Also referred to as CPV or “parvo”, Canine parvovirus is a serious virus that is also preventable with pet vaccinations in Cork. This virus can be a serious threat to the health of your dog. Viruses can live in any environment. Discovered in 1967, this virus can infect a number of dogs. As it is a highly contagious virus, vaccination for this virus is an important vaccination in dogs. Despite having a vaccine for the disease, it is still very prevalent.
Let’s learn everything about parvo in dogs. It is an infectious DNA virus that can affect young and unvaccinated pets. It has the worst effects on the bone marrow and intestinal tract. It can affect dogs of all ages.
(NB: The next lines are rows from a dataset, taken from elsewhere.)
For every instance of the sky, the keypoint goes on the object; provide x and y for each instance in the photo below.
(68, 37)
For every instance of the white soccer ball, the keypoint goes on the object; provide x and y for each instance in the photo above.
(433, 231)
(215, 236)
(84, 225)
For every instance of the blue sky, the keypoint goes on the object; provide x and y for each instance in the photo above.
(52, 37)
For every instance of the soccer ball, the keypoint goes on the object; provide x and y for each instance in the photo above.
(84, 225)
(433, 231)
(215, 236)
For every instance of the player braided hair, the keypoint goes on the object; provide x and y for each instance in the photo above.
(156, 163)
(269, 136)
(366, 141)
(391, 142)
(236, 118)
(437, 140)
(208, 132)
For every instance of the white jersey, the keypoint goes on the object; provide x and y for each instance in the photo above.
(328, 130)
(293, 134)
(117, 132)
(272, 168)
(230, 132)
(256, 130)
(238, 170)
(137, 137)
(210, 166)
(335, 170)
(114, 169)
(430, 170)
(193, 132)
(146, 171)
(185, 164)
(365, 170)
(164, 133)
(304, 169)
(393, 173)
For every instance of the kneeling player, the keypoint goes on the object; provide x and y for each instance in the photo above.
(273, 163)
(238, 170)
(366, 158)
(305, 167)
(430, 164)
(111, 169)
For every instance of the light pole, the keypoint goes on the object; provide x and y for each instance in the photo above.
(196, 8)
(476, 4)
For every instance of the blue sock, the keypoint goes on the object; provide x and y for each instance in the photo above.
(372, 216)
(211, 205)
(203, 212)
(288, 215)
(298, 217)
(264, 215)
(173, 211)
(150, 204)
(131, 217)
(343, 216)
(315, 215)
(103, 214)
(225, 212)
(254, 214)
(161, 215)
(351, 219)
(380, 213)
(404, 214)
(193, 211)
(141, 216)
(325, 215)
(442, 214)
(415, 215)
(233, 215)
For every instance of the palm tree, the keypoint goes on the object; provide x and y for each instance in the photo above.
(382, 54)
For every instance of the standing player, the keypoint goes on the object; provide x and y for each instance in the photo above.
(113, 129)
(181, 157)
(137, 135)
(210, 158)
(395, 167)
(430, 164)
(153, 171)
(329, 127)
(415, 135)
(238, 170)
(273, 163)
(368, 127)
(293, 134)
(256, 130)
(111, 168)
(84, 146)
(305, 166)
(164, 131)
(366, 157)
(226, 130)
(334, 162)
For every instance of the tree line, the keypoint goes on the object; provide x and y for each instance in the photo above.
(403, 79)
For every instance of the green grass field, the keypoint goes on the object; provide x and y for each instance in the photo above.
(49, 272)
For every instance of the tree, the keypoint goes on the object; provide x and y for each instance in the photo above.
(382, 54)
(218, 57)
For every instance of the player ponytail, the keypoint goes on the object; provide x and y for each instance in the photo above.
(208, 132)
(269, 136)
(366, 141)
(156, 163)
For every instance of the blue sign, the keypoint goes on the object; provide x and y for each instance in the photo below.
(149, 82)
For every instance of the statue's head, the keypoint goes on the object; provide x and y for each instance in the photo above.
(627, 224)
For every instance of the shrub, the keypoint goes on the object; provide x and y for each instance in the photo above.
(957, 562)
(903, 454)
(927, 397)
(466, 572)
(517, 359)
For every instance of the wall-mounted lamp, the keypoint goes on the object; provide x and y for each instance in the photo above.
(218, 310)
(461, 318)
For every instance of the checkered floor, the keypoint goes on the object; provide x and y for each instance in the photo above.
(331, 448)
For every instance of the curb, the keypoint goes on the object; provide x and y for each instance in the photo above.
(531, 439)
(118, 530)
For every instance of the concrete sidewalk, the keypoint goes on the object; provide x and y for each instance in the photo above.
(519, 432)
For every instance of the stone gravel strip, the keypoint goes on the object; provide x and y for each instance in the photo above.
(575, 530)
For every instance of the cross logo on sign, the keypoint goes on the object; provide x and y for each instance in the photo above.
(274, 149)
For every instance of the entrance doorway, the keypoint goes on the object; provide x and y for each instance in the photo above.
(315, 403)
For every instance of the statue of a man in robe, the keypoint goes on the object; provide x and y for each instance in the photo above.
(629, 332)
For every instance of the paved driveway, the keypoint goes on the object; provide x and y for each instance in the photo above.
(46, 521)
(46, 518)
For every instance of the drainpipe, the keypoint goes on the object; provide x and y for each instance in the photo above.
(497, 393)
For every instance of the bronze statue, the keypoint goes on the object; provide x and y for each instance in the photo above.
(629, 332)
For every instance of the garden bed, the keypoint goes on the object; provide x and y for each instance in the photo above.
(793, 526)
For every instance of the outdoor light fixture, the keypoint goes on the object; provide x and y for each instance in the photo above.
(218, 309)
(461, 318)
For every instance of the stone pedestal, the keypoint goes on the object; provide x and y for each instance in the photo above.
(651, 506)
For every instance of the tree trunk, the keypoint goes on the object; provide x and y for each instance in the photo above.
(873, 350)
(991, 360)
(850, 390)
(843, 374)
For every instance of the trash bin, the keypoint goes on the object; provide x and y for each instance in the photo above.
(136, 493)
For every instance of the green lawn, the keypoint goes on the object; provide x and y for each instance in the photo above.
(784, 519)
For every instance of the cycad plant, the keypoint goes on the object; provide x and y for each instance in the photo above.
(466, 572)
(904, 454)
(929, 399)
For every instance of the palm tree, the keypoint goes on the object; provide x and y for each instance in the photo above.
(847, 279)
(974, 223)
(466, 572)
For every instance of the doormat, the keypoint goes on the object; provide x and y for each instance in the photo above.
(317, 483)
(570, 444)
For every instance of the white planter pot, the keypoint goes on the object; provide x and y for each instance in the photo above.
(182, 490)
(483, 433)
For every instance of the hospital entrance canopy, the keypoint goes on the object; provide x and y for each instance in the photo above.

It is not an airborne disease. This virus can be present and survive on any surface. It can also be present on your hands. Contaminated faeces often spread this disease. When your pet comes in contact with contaminated faecal or a surface, it can carry this virus on its paws or fur. It can live for months outdoors.
Parvo in Human
Parvovirus affecting pets does not affect humans. There is a species-specific version of most viruses. However, if you know that your pet is infected, take preventive measures. Keep in mind that this disease can spread from one dog to another.
Parvo in Cats
Can your cat get this disease from an infected dog? There is another type of this virus that affects cats and causes feline panleukopenia. Cats infected with canine parvovirus have mild symptoms of the disease. However, one strain of this virus can also cause severe illness in your cat. Therefore, if you notice signs and symptoms of this disease, visit a vet for puppy vaccinations in Ireland.
Signs and Symptoms of Parvo in Dogs
Your dog will show the symptoms of this disease within 3 to 7 days after it gets infected. The very first sign of this disease is lethargy. Your pet may also refuse to eat and have a fever. This may lead to symptoms including severe diarrhoea and vomiting.
Your puppy may also have hypothermia and a high heart rate due to infection and dehydration. A severely sick pet may also collapse.
Vets use Fecal ELISA tests to diagnose this disease in dogs. It is a highly accurate test. However, the vet may run this test more than once.
Stages of Parvo
The canine parvovirus and other viral infections have the following stages:
In this stage, your puppy or dog is exposed to the virus via an infected dog or faecal material. Your pet may get the infection from:
- Mother dog
- Contaminated clothing, people or any other object
The incubation for this disease is between three and seven days. The dog is infected but it does not show symptoms of the infection. In this stage, the virus attacks tonsils or lymph nodes. It targets rapidly dividing cells. This helps the virus multiply. It invades other parts of the body. Once it enters your bloodstream, it starts attacking other rapidly dividing cells. This virus attacks small intestines’ wall cells. It can also attack the heart of small puppies and cause inflammation. This leads to arrhythmia and poor heart function.
Young immune cells become the victim of the virus after it attacks the bone marrow. This reduces the number of protective WBCs. As a result, your pet’s body becomes weak. This further makes it easy for the virus to invade the gastrointestinal (GI) tract. This affects the gastrointestinal ability to:
- Absorb essential nutrients
- Prevent the movement of bacteria into the gut
- Prevent fluid loss
The dog suffers from serious health issues including:
- Severe dehydration
- Possibly sepsis
This infection can be fatal. The best way to prevent this is pet vaccinations in Cork. The time it takes to recover depends on the severity and the damage done by the disease. Adult dogs can recover in 5 to 10 days. Make sure that your puppy gets adequate nutrition that helps the intestines heal. Give food that is easily digestible.